The Alibaba group’s platforms represent the largest cluster of online marketplaces in the world and given that Alibaba offers a centralised brand protection platform, AliProtect, covering all its marketplaces, it is certainly one where all brand owners should be present.
To enforce through AliProtect, you will first have to register an account, providing basic information such as contact details. In order to begin enforcing, you will then have to register your IP, which can include trademarks, copyrights, registered designs, patents and utility models. You will need to provide scans of certificates for registered IP (evidence of authorised exemplars for copyright), as well as a scan of your business license (e.g. Certificate of Incorporation, Certificate of Good Standing, extract from the Commercial Register). Note that where IP rights are owned by diverse entities within a group, it is important that the names of the right holders must match with the business license and the account holder names involved. Where an external entity wishes to enforce on behalf of the registered right owner, a valid Power of Attorney is required. It should also be noted that on the Alibaba platforms targeting China specifically (in the Chinese language), IP registered or valid in China (e.g. WIPO TM registration extended to China) is required.
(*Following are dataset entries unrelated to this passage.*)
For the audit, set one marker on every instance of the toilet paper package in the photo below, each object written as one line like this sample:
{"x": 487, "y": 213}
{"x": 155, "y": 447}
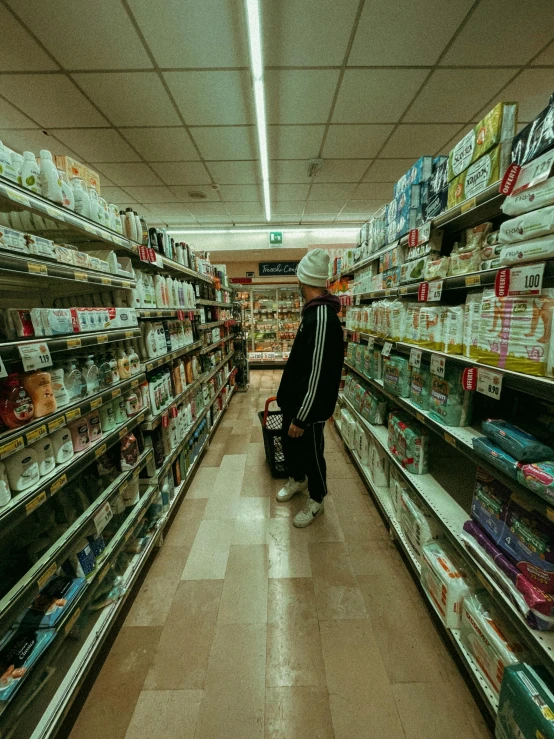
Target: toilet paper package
{"x": 443, "y": 582}
{"x": 449, "y": 403}
{"x": 488, "y": 639}
{"x": 528, "y": 226}
{"x": 526, "y": 708}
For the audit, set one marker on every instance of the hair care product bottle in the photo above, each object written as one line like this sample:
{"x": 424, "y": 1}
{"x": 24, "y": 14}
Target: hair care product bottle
{"x": 39, "y": 386}
{"x": 50, "y": 181}
{"x": 16, "y": 406}
{"x": 30, "y": 172}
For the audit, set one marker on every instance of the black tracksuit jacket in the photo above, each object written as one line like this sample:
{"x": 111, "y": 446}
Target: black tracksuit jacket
{"x": 311, "y": 378}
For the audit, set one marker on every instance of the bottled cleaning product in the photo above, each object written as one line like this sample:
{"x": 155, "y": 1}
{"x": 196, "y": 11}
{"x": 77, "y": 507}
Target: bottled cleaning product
{"x": 50, "y": 182}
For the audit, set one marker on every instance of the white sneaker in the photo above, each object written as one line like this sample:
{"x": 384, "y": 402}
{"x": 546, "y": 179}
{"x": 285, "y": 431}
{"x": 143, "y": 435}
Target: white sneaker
{"x": 291, "y": 488}
{"x": 308, "y": 514}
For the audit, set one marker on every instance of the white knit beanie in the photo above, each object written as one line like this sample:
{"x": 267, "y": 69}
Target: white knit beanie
{"x": 313, "y": 268}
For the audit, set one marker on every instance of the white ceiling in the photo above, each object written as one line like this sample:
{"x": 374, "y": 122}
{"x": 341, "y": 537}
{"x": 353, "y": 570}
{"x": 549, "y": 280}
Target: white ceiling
{"x": 157, "y": 96}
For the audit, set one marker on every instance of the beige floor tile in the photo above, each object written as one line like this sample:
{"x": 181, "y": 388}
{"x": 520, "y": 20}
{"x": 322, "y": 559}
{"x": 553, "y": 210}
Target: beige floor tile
{"x": 244, "y": 597}
{"x": 336, "y": 590}
{"x": 361, "y": 698}
{"x": 298, "y": 713}
{"x": 208, "y": 556}
{"x": 234, "y": 697}
{"x": 171, "y": 714}
{"x": 181, "y": 659}
{"x": 291, "y": 600}
{"x": 110, "y": 704}
{"x": 294, "y": 655}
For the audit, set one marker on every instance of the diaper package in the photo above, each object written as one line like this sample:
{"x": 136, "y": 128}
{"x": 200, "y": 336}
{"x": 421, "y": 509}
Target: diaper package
{"x": 417, "y": 523}
{"x": 420, "y": 388}
{"x": 491, "y": 643}
{"x": 528, "y": 226}
{"x": 396, "y": 376}
{"x": 526, "y": 708}
{"x": 443, "y": 582}
{"x": 521, "y": 445}
{"x": 449, "y": 403}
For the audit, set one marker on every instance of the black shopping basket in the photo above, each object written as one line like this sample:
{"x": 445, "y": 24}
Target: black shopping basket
{"x": 272, "y": 422}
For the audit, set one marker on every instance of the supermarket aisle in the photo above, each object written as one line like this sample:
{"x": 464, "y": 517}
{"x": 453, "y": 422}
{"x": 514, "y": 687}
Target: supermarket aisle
{"x": 247, "y": 628}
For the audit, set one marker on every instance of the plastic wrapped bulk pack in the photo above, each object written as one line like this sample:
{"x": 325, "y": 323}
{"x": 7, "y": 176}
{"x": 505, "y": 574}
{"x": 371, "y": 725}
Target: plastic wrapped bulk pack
{"x": 492, "y": 645}
{"x": 449, "y": 403}
{"x": 443, "y": 582}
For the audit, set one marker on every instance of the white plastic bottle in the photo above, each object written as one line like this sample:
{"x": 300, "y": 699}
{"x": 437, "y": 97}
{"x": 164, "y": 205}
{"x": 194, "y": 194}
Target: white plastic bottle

To report listings, you can either search directly with the AliProtect tool or copy paste URLs from the marketplaces in question; completing the report requires you to select the IP infringed from the selection of IP that you have registered. These reports will then be processed within a few days. Alibaba notifies sellers of IP infringement reports, and sellers have the possibility of giving counter-notifications. Alibaba will then decide whether the counter-notification is sufficiently persuasive. As there is little the brand owner can do after a counter-notification has been accepted, it is worth backing reports up with evidence.